TRIBUNJAKARTA.COM, CENGKARENG - Aksi pengeroyokan brutal menggunakan senjata tajam (sajam) terjadi di wilayah Kelurahan Kapuk, Kecamatan Cengkareng, Jakarta Barat, pada Jumat dini hari (19/6/2026). 

Seorang pria bernama Gilang Ramadhan (31) menjadi korban penusukan dan harus dilarikan ke rumah sakit setelah terlibat cekcok mulut.

Peristiwa mencekam ini bermula sekira pukul 00.10 WIB saat korban sedang memesan kopi di sebuah warung tegal (warteg) di lokasi.

Tak lama, terjadi perdebatan antara korban dengan salah satu pegawai warteg.

Melihat keributan tersebut, pelaku bersama beberapa temannya datang menghampiri dan bertanya kepada korban.

Nahas, respons korban yang menjawab bahwa bukan urusannya justru menyulut emosi pelaku. 

Merasa tersinggung dengan ucapan tersebut, pelaku dan rekan-rekannya langsung pulang untuk mengambil senjata tajam jenis celurit. 

Tanpa basa-basi, mereka kembali ke lokasi dan langsung menyerang korban secara membabi buta hingga mengenai bagian perut.

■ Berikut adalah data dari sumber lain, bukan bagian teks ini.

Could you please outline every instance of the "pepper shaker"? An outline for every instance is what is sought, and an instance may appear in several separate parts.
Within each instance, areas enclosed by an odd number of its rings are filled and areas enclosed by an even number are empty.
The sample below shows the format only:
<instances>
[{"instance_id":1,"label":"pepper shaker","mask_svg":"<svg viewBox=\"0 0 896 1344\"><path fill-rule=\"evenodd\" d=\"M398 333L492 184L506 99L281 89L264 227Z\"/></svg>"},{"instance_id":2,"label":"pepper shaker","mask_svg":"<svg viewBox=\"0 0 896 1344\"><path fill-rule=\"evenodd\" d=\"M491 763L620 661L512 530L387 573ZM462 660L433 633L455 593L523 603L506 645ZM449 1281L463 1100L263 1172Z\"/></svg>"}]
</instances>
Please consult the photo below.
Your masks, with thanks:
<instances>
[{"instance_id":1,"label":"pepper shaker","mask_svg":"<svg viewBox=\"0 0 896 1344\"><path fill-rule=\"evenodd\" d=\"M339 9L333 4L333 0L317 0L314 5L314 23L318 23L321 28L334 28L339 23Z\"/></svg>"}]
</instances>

Usai melukai korban, para pelaku langsung melarikan diri dari tempat kejadian perkara (TKP). 

Korban yang bersimbah darah di bagian perut segera dilarikan ke Instalasi Gawat Darurat (IGD) RSUD Cengkareng untuk mendapatkan penanganan medis intensif.

Peristiwa ini pun terekam CCTV yang terpasang di sekitar lokasi kejadian.

Pihak keluarga korban pun telah melaporkan kasus ini kepada pihak kepolisian.

Kakak kandung korban, Fitri mendesak pihak kepolisian untuk bergerak cepat menangkap para pelaku. 

"Kami pihak keluarga minta tolong dibantu agar pelaku segera ditangkap. Kami dari pihak keluarga butuh keadilan, tolong segera diproses," kata Fitri saat dikonfirmasi, Jumat (26/6/2026).

Sementara itu, Kanit Reskrim Polsek Cengkareng, AKP Parman Gultom, menegaskan pihaknya saat ini tengah melakukan pengejaran intensif terhadap komplotan pelaku.

"Kami bersama anggota terus mengejar pelaku dan kami pastikan secepatnya akan menangkap para pelaku," ujar Parman saat dikonfirmasi.